The Messed Up Truth About Serial Killer Mom Shelly Knotek

Some may wonder how a mother of three and an active member of society could, according to Gregg Olsen’s “If You Tell,” turn out to be a manipulating, eratic, and sadistic killer. Taking a look at her history, clues pop up here and there as to the state of her psyche and may help to explain, though certainly not excuse Shelly Knotek’s behavior.

Knotek had a childhood filled with trauma. She and her brothers were raised by her father, Les Watson, and stepmother, Laura Stallings, after being abandoned by their biological mother, Sharon Watson, who was an alcoholic with mental problems. On the surface, they were the average, small-town family. According to Olsen, Knotek’s father was the tall, broad, and handsome type who owned his own businesses and charmed the heels off everyone in town. Stallings, in the beginning, was the template for the beauty and social ideals of the 1950s, and the two lived a classic boy-meets-girl story. 
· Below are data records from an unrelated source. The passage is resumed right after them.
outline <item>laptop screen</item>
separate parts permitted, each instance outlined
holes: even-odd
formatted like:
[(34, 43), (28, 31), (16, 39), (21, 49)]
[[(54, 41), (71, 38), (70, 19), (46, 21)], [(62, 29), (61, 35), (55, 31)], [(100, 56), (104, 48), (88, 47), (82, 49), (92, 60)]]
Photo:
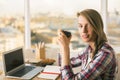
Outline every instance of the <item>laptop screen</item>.
[(6, 72), (24, 64), (22, 48), (4, 54)]

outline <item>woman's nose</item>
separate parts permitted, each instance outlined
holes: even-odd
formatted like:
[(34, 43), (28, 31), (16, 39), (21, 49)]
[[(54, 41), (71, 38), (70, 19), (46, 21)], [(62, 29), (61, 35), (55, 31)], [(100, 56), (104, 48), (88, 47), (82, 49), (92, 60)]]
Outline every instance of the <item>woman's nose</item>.
[(82, 27), (82, 32), (86, 33), (87, 32), (87, 28), (86, 27)]

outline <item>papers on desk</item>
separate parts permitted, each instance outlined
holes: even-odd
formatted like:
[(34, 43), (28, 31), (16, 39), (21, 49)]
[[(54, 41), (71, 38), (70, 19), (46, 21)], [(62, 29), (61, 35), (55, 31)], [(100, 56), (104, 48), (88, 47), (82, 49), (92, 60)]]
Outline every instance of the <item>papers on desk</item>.
[(37, 77), (49, 79), (49, 80), (56, 80), (57, 77), (60, 75), (60, 67), (47, 65), (43, 72), (41, 72)]

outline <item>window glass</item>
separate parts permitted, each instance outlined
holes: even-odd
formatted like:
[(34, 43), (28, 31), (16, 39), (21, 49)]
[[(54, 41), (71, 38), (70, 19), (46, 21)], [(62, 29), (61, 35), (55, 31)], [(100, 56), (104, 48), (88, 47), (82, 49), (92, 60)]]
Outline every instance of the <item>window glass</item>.
[(109, 42), (115, 47), (120, 47), (119, 3), (120, 0), (108, 0), (108, 38)]

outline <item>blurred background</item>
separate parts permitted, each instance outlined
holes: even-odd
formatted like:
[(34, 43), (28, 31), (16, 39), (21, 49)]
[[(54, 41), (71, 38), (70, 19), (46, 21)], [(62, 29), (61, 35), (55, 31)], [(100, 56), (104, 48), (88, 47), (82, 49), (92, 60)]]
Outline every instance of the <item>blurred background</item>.
[[(119, 3), (120, 0), (108, 0), (106, 15), (108, 41), (117, 48), (120, 47)], [(101, 0), (29, 0), (30, 47), (34, 48), (36, 43), (43, 41), (46, 48), (57, 48), (58, 29), (72, 33), (72, 49), (84, 47), (77, 30), (76, 13), (87, 8), (101, 13), (101, 4)], [(0, 53), (25, 46), (24, 13), (25, 0), (0, 0)]]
Shelly Knotek’s mean streaks started early. She was just 6 years old when she and her brothers moved in with her father, and Stallins told Olsen she was told every day by her new step-daughter that she hated her. When Shelly was 13, her mother Sharon Watson was murdered. According to Stallings, Shelly had little to no reaction, moving on as if her real mother never existed.

As Shelly Knotek grew up, she screamed, threw things, bullied her brothers and her step-mother, and enacted small acts of violence. “Everything was a big drama with her,” said Stallings. “I knew from the way she acted that nothing was good enough.”